■移住の資金稼ぎに来仙。
そば屋として創業したのは、明治43年(1910年)。当時日本では、貧しさから脱却しようと、米国や中南米へ渡る移民が増えていた。創業者は、現社長井上修一氏の祖父・政人氏。岩手県衣川村生まれの政人氏も10代でブラジルに渡ろうと、取りあえず仙台に出る。渡航費を稼ぐため、そば屋でアルバイトを始めた。その店で見初めた従業員女性との結婚が転機になる。21歳で独立し、南町十五番地(現在の南町通)でそば屋を始めた。

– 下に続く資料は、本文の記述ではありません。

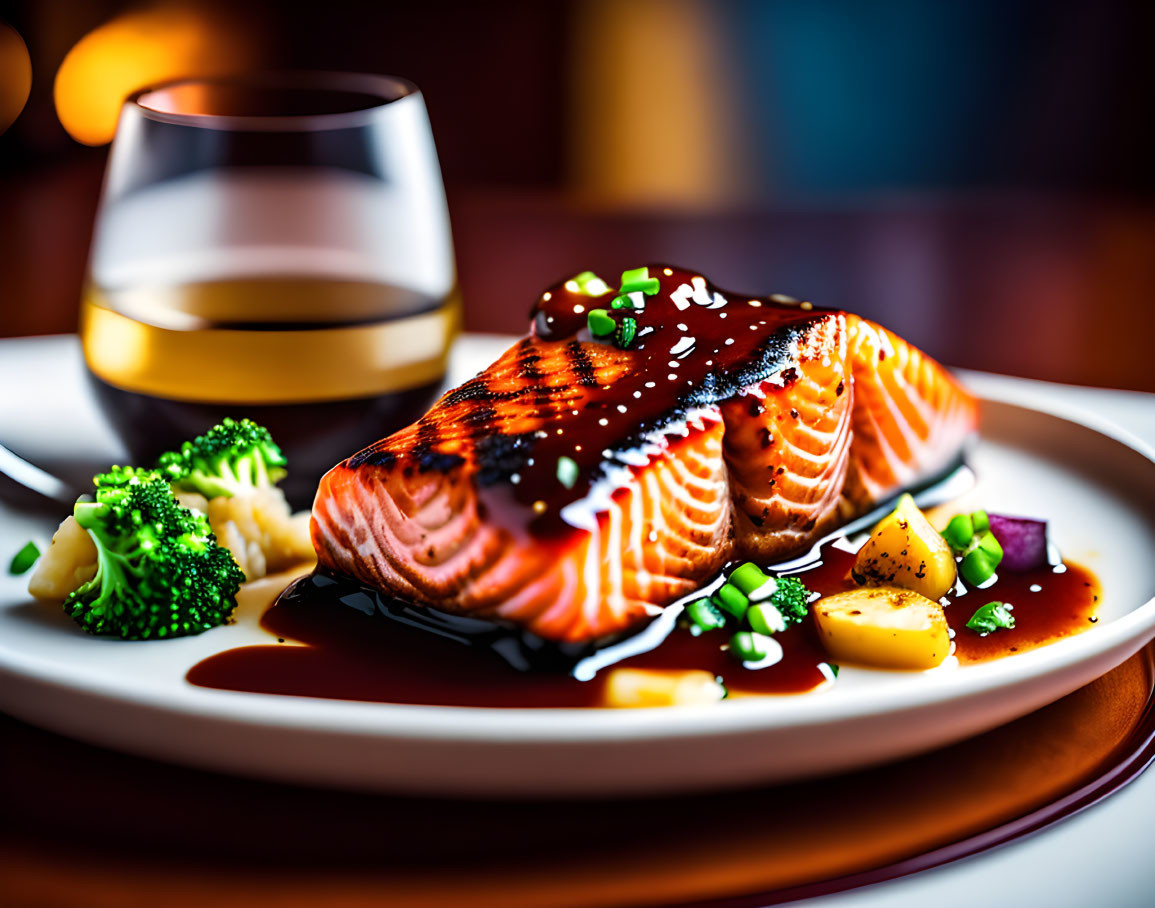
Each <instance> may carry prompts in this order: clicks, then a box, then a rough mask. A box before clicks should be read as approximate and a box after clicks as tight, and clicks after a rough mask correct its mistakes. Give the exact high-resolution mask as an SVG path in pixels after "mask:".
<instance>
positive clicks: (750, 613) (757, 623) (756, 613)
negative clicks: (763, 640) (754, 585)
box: [746, 602, 787, 635]
mask: <svg viewBox="0 0 1155 908" xmlns="http://www.w3.org/2000/svg"><path fill="white" fill-rule="evenodd" d="M746 620H747V622H748V623H750V627H751V630H752V631H757V632H758V633H760V634H766V635H770V634H776V633H778V632H780V631H784V630H787V619H785V618H783V617H782V612H780V611H778V610H777V609H775V608H774V606H773V605H770V603H768V602H763V603H761V604H759V605H751V606H750V609H747V610H746Z"/></svg>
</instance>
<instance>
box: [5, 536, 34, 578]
mask: <svg viewBox="0 0 1155 908" xmlns="http://www.w3.org/2000/svg"><path fill="white" fill-rule="evenodd" d="M39 557H40V550H39V549H37V548H36V543H35V542H28V543H24V548H23V549H21V550H20V551H18V552H16V555H14V556H13V559H12V563H10V564H9V565H8V573H9V574H14V575H15V574H23V573H25V572H27V571H28V570H29V568H30V567H31V566H32V565H35V564H36V559H37V558H39Z"/></svg>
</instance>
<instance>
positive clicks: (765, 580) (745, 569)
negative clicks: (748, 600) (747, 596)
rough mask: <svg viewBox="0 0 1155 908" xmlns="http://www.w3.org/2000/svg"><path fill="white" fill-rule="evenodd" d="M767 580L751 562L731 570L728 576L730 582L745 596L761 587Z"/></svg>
mask: <svg viewBox="0 0 1155 908" xmlns="http://www.w3.org/2000/svg"><path fill="white" fill-rule="evenodd" d="M767 580H769V578H768V576H767V575H766V574H765V573H763V572H762V568H760V567H759V566H758V565H755V564H754V563H753V561H746V564H744V565H740V566H739V567H736V568H735V570H733V573H731V574H730V582H731V583H733V585H735V586H736V587H738V589H740V590H742V591H743V593H745V594H746V595H747V596H748V595H750V594H751V593H753V591H754V590H755V589H758V588H759V587H760V586H762V585H763V583H765V582H766V581H767Z"/></svg>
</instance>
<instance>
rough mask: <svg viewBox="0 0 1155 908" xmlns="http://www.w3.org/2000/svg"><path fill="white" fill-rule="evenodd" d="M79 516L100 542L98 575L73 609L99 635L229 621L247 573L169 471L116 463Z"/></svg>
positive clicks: (186, 626)
mask: <svg viewBox="0 0 1155 908" xmlns="http://www.w3.org/2000/svg"><path fill="white" fill-rule="evenodd" d="M94 483H95V485H96V491H95V500H92V501H85V500H80V501H77V503H76V506H75V508H74V512H73V514H74V516H75V519H76V522H77V523H79V524H80V526H81V527H83V528H84V529H85V530H88V534H89V536H90V537H91V538H92V542H94V543H95V544H96V549H97V570H96V576H94V578H92V579H91V580H90V581H88V582H87V583H84V585H82V586H81V587H80V588H79V589H76V590H75V591H73V593H72V594H69V596H68V597H67V598H66V600H65V605H64V606H65V611H66V612H67V613H68V615H70V616H72V617H73V618H74V619H75V620H76V623H77V624H79V625H80V626H81V627H83V628H84V630H85V631H88V632H89V633H91V634H102V635H112V637H121V638H124V639H126V640H151V639H162V638H169V637H182V635H186V634H199V633H201V632H202V631H207V630H209V628H210V627H216V626H217V625H219V624H224V623H225V622H226V620H228V619H229V617H230V616H231V615H232V612H233V609H236V608H237V600H236V595H237V590H238V589H239V588H240V583H241V581H243V580H244V579H245V576H244V574H243V573H241V572H240V568H239V567H237V564H236V563H234V561H233V559H232V556H231V555H230V553H229V551H228V549H223V548H221V546H219V545H217V542H216V539H215V538H214V536H213V530H211V529H210V528H209V524H208V521H207V520H206V519H204V516H203V515H201V514H198V513H196V512H194V511H189V509H188V508H185V507H181V506H180V505H179V504H178V503H177V499H176V498H173V496H172V490H171V489H170V488H169V481H167V477H166V476H164V475H162V474H161V472H158V471H155V470H140V469H134V468H132V467H113V468H112V470H111V471H110V472H106V474H102V475H99V476H96V477H95V478H94Z"/></svg>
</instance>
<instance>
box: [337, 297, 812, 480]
mask: <svg viewBox="0 0 1155 908" xmlns="http://www.w3.org/2000/svg"><path fill="white" fill-rule="evenodd" d="M829 317H830V313H821V312H819V313H814V314H813V315H810V317H804V318H799V320H798V321H795V322H789V323H787V325H783V326H782V327H781V328H778V329H777V330H776V332H774V334H772V335H769V336H768V337H767V338H766V340H765V341H763V342H762V343H761V344H760V345H759V348H758V350H757V351H755V355H754V356H752V357H751V358H750V360H748V362H747V363H746V364H745V365H743V366H742V367H740V369H736V370H728V371H721V370H720V371H713V372H709V373H707V374H706V377H705V378H703V379H702V381H701V382H699V385H698V387H695V388H693V389H691V390H688V392H685V393H683V394H680V395H679V396H678V397H676V399H675V401H673V402H672V403H671V405H670V407H669V409H666V410H665V411H664V412H663V414H662V416H661V417H658V418H657V419H651V420H646V422H640V423H638V424H635V425H634V426H633V427H632V429H631V431H629V432H627V433H626V434H624V436H621V437H619V438H618V439H616V440H614V442H613V444H612V445H610V446H609V447H608V448H606V451H609V452H611V454H610V456H606V457H604V459H603V466H602V467H601V468H599V469H598V470H597V471H595V472H594V474H593V475H591V476H590V482H591V483H593V482H595V481H597V479H598V478H601V477H603V476H604V475H605V472H604V471H605V468H606V466H608V464H609V462H610V461H612V460H613V456H612V455H613V454H618V453H621V452H625V451H631V449H633V448H636V447H639V446H640V445H642V444H643V441H644V439H646V438H647V437H649V436H653V434H655V433H663V432H666V431H669V430H671V429H672V427H673V426H676V425H677V424H678V423H685V422H686V420H687V417H688V415H690V412H691V411H692V410H693V409H695V408H700V407H706V405H709V404H714V403H718V402H721V401H724V400H728V399H729V397H733V396H736V395H737V394H738V393H740V392H742V390H743V388H746V387H747V386H750V385H757V384H758V382H759V381H763V380H765V379H768V378H770V377H772V375H774V374H775V373H778V372H781V373H782V379H783V384H784V386H789V385H790V384H792V381H793V380H796V379H797V372H796V371H795V370H793V369H791V365H792V364H793V359H795V357H793V347H795V344H796V343H799V342H800V341H803V340H804V338H805V336H806V334H807V332H810V330H811V329H812V328H813V327H814V326H815V325H817V323H819V322H821V321H822V320H825V319H826V318H829ZM531 343H532V341H531V338H526V340H523V341H522V342H521V343H520V344H519V348H520V350H521V352H522V353H523V359H522V362H521V364H520V365H521V366H522V369H523V370H526V369H527V365H528V370H529V371H531V372H536V363H537V360H538V359H539V357H537V356H536V355H535V353H532V347H531ZM567 348H568V351H569V355H571V362H573V364H574V369H575V374H576V379H578V384H579V385H583V386H584V385H586V384H587V382H593V384H594V385H596V384H597V379H596V378H595V375H594V369H593V366H591V365H589V359H588V355H587V353H586V350H584V348H583V347H582V344H581V343H579V342H576V341H571V342H568V343H567ZM583 359H584V362H586V366H584V370H583V367H582V360H583ZM523 374H524V375H526V378H528V379H534V380H535V381H536V380H539V379H541V373H539V372H538V373H536V375H530V374H527V373H526V372H523ZM539 392H541V389H539V388H536V387H526V388H517V389H513V390H506V392H498V390H493V389H492V388H490V387H489V386H487V385H486V382H485V381H484V379H483V378H480V377H478V378H474V379H470V380H469V381H467V382H464V384H463V385H461V386H459V387H457V388H455V389H453V390H450V392H448V393H447V394H446V395H445V397H442V399H441V401H440V402H439V403H438V404H437V405H435V407H434V409H440V408H444V407H450V405H453V404H457V403H467V402H468V403H475V404H478V409H477V410H476V411H474V412H471V414H470V418H471V419H474V420H484V419H485V417H486V407H485V405H486V404H489V403H497V402H501V401H508V400H514V399H516V397H520V396H529V395H531V394H536V393H539ZM382 441H383V440H382ZM536 441H537V438H536V437H535V434H534V433H532V432H526V433H522V434H512V436H482V437H480V438H478V439H477V440H476V441H475V444H474V452H475V454H476V456H477V467H478V472H477V483H478V485H479V486H480V488H486V486H492V485H498V484H500V483H508V482H509V478H511V476H513V475H514V474H516V472H520V471H523V470H524V469H526V466H527V462H528V461H529V459H530V457H532V456H534V448H535V445H536ZM437 444H438V437H437V427H435V426H434V425H433V423H432V422H427V420H424V419H423V420H422V422H420V423H419V430H418V434H417V444H416V445H415V446H413V448H412V451H411V452H409V453H407V454H404V455H398V454H397V453H396V452H393V451H388V449H385V448H382V447H381V445H382V442H380V441H379V442H377V444H374V445H371V446H370V447H367V448H365V449H364V451H360V452H358V453H357V454H353V455H352V456H351V457H348V459H346V460H345V461H344V462H343V463H342V464H341V466H343V467H346V468H349V469H357V468H358V467H383V468H386V469H390V468H393V467H394V466H396V463H397V461H398V460H400V459H402V457H403V459H404V461H405V462H407V463H410V464H416V467H417V470H418V472H429V471H431V470H438V471H440V472H449V471H450V470H453V469H454V468H456V467H459V466H461V464H462V463H463V462H464V459H463V457H462V456H461V455H459V454H445V453H439V452H437V451H435V449H434V448H435V446H437Z"/></svg>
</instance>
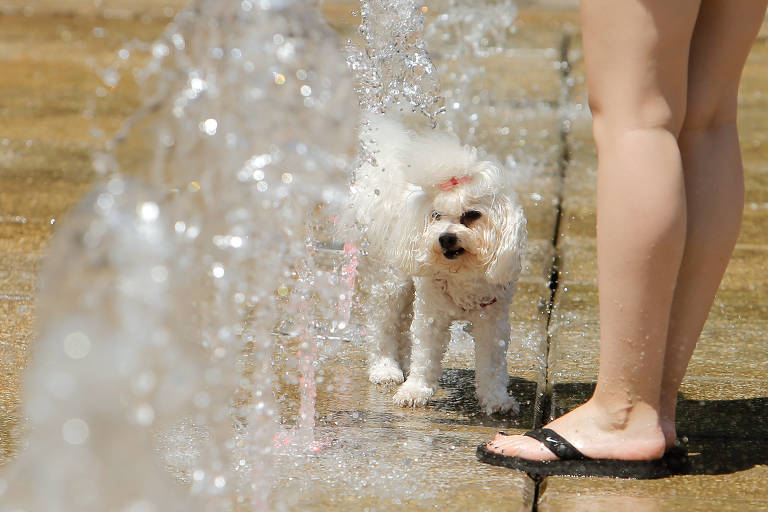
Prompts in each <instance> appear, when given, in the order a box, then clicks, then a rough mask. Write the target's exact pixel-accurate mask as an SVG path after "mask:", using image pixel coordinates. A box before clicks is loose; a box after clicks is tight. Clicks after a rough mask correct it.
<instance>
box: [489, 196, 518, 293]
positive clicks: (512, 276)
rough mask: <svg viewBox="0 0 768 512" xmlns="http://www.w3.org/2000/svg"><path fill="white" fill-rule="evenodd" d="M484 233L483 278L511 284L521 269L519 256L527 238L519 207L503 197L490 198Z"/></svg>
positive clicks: (505, 198) (515, 277)
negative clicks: (488, 218)
mask: <svg viewBox="0 0 768 512" xmlns="http://www.w3.org/2000/svg"><path fill="white" fill-rule="evenodd" d="M488 214H489V217H490V218H489V219H488V220H489V223H488V228H487V229H488V232H487V233H486V240H485V242H486V250H487V251H488V253H487V260H486V270H485V277H486V279H487V280H488V282H490V283H494V284H507V283H510V282H513V281H515V280H516V279H517V277H518V276H519V275H520V272H521V271H522V269H523V253H524V251H525V244H526V242H527V239H528V231H527V230H526V227H525V224H526V221H525V216H524V215H523V209H522V207H520V206H518V205H516V204H514V203H513V202H512V200H511V199H509V198H508V197H506V196H497V197H495V198H494V201H493V205H492V206H491V210H490V211H489V212H488Z"/></svg>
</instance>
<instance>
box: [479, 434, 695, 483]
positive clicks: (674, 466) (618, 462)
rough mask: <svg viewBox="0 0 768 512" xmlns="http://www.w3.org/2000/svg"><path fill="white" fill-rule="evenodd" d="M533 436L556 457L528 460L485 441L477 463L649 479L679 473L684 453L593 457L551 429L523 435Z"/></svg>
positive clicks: (527, 471) (573, 473)
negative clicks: (643, 457) (649, 456)
mask: <svg viewBox="0 0 768 512" xmlns="http://www.w3.org/2000/svg"><path fill="white" fill-rule="evenodd" d="M523 435H525V436H528V437H532V438H533V439H536V440H537V441H539V442H540V443H542V444H543V445H544V446H546V447H547V448H548V449H549V450H550V451H551V452H552V453H554V454H555V455H557V457H558V460H529V459H523V458H521V457H512V456H509V455H502V454H500V453H495V452H492V451H490V450H489V449H488V447H487V446H486V444H485V443H483V444H481V445H480V446H478V447H477V458H478V459H479V460H480V462H485V463H486V464H492V465H494V466H502V467H506V468H511V469H518V470H520V471H525V472H526V473H528V474H530V475H532V476H555V475H562V476H603V477H612V478H636V479H651V478H664V477H667V476H671V475H673V474H675V473H679V472H680V470H681V469H682V467H684V465H685V463H684V459H687V456H686V455H685V454H684V453H683V454H682V455H681V454H680V453H679V451H678V452H676V453H672V452H671V451H670V452H667V453H665V454H664V457H662V458H660V459H656V460H620V459H593V458H590V457H587V456H586V455H584V454H583V453H581V452H580V451H579V450H577V449H576V448H575V447H574V446H573V445H572V444H571V443H569V442H568V441H567V440H566V439H565V438H563V437H562V436H561V435H560V434H558V433H557V432H555V431H554V430H552V429H548V428H537V429H535V430H530V431H528V432H526V433H525V434H523Z"/></svg>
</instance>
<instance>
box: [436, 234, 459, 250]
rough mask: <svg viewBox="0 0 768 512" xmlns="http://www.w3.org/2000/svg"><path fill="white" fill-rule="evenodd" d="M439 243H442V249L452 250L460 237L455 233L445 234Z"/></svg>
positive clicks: (440, 243)
mask: <svg viewBox="0 0 768 512" xmlns="http://www.w3.org/2000/svg"><path fill="white" fill-rule="evenodd" d="M437 241H438V242H440V247H442V248H443V249H450V248H451V247H454V246H455V245H456V242H458V241H459V237H457V236H456V235H455V234H454V233H443V234H442V235H440V236H439V237H438V239H437Z"/></svg>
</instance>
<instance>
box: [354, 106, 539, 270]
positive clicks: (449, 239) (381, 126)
mask: <svg viewBox="0 0 768 512" xmlns="http://www.w3.org/2000/svg"><path fill="white" fill-rule="evenodd" d="M361 139H362V140H364V141H365V143H366V145H367V146H368V147H369V148H370V149H371V151H372V154H373V155H375V158H376V160H377V165H376V166H374V165H364V166H363V167H362V168H361V169H360V171H359V172H360V174H359V176H358V177H359V178H360V182H359V183H358V189H359V190H357V191H356V199H355V201H354V203H355V209H356V214H357V218H358V220H359V221H360V222H361V223H362V224H363V225H365V229H366V236H367V239H368V241H369V242H370V243H371V244H372V246H373V247H375V248H376V253H378V254H380V255H383V256H384V257H386V258H387V260H389V261H390V262H392V263H395V264H397V266H399V267H400V268H401V269H402V270H403V271H404V272H406V273H408V274H410V275H434V274H437V273H445V272H450V273H458V272H462V273H472V274H484V278H485V279H486V280H487V281H489V282H492V283H498V284H506V283H509V282H511V281H514V280H515V279H516V278H517V276H518V274H519V273H520V270H521V266H522V255H523V250H524V244H525V240H526V229H525V217H524V216H523V212H522V208H520V207H519V206H518V205H517V204H516V203H515V202H514V199H513V195H512V194H511V192H510V188H509V187H508V186H507V183H506V179H505V176H504V172H503V169H502V168H501V166H500V165H497V164H496V163H494V162H491V161H485V160H480V159H479V158H478V155H477V150H476V149H475V148H472V147H470V146H462V145H461V144H460V143H459V140H458V138H457V137H456V136H455V135H453V134H448V133H440V132H428V133H416V132H413V131H409V130H407V129H406V128H404V127H403V126H402V125H401V124H400V123H398V122H396V121H392V120H389V119H387V118H385V117H375V116H374V117H369V119H368V121H367V129H366V130H365V131H363V133H361Z"/></svg>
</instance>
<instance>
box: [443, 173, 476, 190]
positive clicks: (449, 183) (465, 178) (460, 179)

隣にあった銭湯の二階の丸窓から店のほうを眺めると、松の木が見えたので「丸松そば店」と名付けたといわれる。カルラの原点が誕生した。
■仙台空襲などで二度全焼。
店は学生のたまり場にもなり、経営は軌道に乗るが、災禍が待っていた。大正8年(1919年)の仙台大火で店は全焼。現社長の父・正介氏が店を継いだ後の昭和20年(1945年)には、仙台空襲で焼け出された。二度にわたる苦難を乗り越え、戦後は現在の若林区土樋と石垣町の境で出前中心のそば屋を再開する。修一氏は五橋中、仙台二高時代、神奈川大工学部に進学してからも、そばの配達などを手伝った。修一氏は大学卒業後、仙台の自動車販売会社に入社する。「長男だったので店を継ごうと思っていたが、外からうちの店を見てみたかった」。その間、山形や東京のそば屋を見て回り、そば屋として生き残っていく方法を考えた。その結果「家族だけでは夜遅くまで店を開けられないし、誰かがけがでもしたら出前にもいけなくなる」と、家族経営の限界を感じ取った。
■仙台市中心部でチェーン展開
修一氏は、五年で会社を退社し、昭和43年(1969年)、大学時代の友人と一緒に青葉区二日町に、新たな店を出す。「会社組織にして、従業員が誇りの持てる職場にしたい」父正介氏を説得し、昭和47年(1972年)には有限会社「丸松」を設立。正介氏を社長に据えた。仙台市中心部でそば屋をチェーン展開したほか、昭和53年(1978年)には、そば料理店「寿松庵」を開店。翌年には株式会社化し、正介氏から会社経営を引き継いだ。